Dementsprechend begann die serbische Regierung bereits Anfang Juni mit einer umfassenden Lockerung. Die offiziellen Zahlen belegten, dass das Land den Kampf gegen das Virus gewonnen hatte. Berichte der regierungskritischen Plattform «BalkanInsight» deuten jedoch darauf hin, dass die Zahlen nicht der Wahrheit entsprachen: In den Tagen vor der Wahl sollen es tatsächlich dreimal so viele Fälle gewesen sein, wie offiziell gemeldet.
Ungeachtet dessen wurden quasi sämtliche Massnahmen aufgehoben. Am 10. Juni versammelten sich bereits 20'000 Fans im zum Derby der Belgrader Fussballclubs. Auch Wahlkampfparties wurden an vielen Orten abgehalten: Videoaufnahmen belegen, wie der Politiker Rasim Ljajic ein Bad in der Menge genoss, als hätte es das Coronavirus nie gegeben.
Vierter Akt: Vučić baut autoritäre Machtposition aus
Die Regierung suggerierte ungeachtet des Coronavirus Normalität – und das Volk bedankte sich mit guten Wahlergebnissen: Die SNS um Aleksandar Vučić gewann die Wahlen vor zwei Wochen mit einem Stimmenanteil von 63 Prozent. Vor der Wahl hatte die Regierung angesichts des harten Durchgreifens und der schnellen Normalisierung an Zustimmung gewonnen.

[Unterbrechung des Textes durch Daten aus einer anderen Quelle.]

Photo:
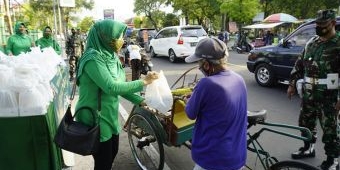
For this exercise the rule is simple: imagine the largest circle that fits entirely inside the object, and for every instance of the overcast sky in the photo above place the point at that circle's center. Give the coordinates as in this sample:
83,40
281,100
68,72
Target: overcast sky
122,9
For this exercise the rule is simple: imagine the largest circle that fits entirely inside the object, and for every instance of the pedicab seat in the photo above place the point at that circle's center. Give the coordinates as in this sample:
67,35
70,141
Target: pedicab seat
180,126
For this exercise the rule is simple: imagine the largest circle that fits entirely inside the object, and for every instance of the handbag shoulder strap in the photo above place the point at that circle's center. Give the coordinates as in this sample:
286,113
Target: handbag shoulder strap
99,99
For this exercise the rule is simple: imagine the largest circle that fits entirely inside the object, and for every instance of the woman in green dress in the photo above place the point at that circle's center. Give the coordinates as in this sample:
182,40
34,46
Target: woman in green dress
48,41
20,42
101,70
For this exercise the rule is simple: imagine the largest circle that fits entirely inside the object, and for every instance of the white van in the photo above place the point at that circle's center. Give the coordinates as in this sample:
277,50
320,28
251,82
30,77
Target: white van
176,41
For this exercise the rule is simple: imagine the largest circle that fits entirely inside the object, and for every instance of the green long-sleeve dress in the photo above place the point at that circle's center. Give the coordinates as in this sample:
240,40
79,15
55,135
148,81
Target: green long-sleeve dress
19,42
100,68
48,41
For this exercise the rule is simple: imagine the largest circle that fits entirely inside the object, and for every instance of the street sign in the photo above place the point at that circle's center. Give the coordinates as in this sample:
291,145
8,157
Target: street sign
67,3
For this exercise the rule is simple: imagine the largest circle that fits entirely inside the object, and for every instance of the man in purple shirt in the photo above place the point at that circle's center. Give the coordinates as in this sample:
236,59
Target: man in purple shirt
219,105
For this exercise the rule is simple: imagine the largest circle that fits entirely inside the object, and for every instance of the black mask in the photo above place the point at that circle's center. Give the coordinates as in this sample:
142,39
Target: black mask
321,31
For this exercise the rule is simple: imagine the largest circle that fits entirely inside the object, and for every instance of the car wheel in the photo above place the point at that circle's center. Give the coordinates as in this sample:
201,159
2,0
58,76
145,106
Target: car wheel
172,56
264,75
152,52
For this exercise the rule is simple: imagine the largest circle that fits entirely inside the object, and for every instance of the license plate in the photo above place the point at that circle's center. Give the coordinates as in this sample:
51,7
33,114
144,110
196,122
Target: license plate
193,44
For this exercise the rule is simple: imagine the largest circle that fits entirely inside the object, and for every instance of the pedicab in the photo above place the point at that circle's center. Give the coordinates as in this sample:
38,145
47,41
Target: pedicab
149,130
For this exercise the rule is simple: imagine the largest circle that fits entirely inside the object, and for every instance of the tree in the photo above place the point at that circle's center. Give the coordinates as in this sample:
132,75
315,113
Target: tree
240,11
302,9
170,20
200,12
150,8
46,7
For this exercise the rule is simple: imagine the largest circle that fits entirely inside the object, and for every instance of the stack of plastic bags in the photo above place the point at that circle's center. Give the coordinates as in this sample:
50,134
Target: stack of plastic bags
25,82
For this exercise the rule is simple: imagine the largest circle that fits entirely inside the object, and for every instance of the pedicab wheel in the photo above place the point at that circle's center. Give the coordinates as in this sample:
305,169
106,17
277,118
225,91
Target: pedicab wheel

Angesichts der Umstände boykottierten jedoch grosse Teile der Opposition die Wahlen: Viele Parteien warfen Vučić einen autoritären Regierungsstil vor und bezeichneten die Wahlen als unfair.
Der politische Zickzackkurs Serbiens hinterlässt den Eindruck einer Inszenierung: Als das Volk eine starke Hand forderte, wurde diese präsentiert. Ungeachtet epidemiologischer Gesichtspunkte wurde die Lockerung ebenfalls in Angriff genommen, als diese politische Vorteile für die Regierung bot.
Angesichts der autoritären Tendenzen ist das Aufnahmeverfahren Serbiens in die EU ins Stocken geraten. Stattdessen orientiert sich Vučić gemäss «Süddeutscher Zeitung» an Kräften, welche weniger Wert auf Demokratie legen – beispielsweise Russland und China. Auf der Strecke bleibt das Volk: Wie hoch die serbischen Corona-Zahlen tatsächlich sind, kann derzeit nicht beurteilt werden.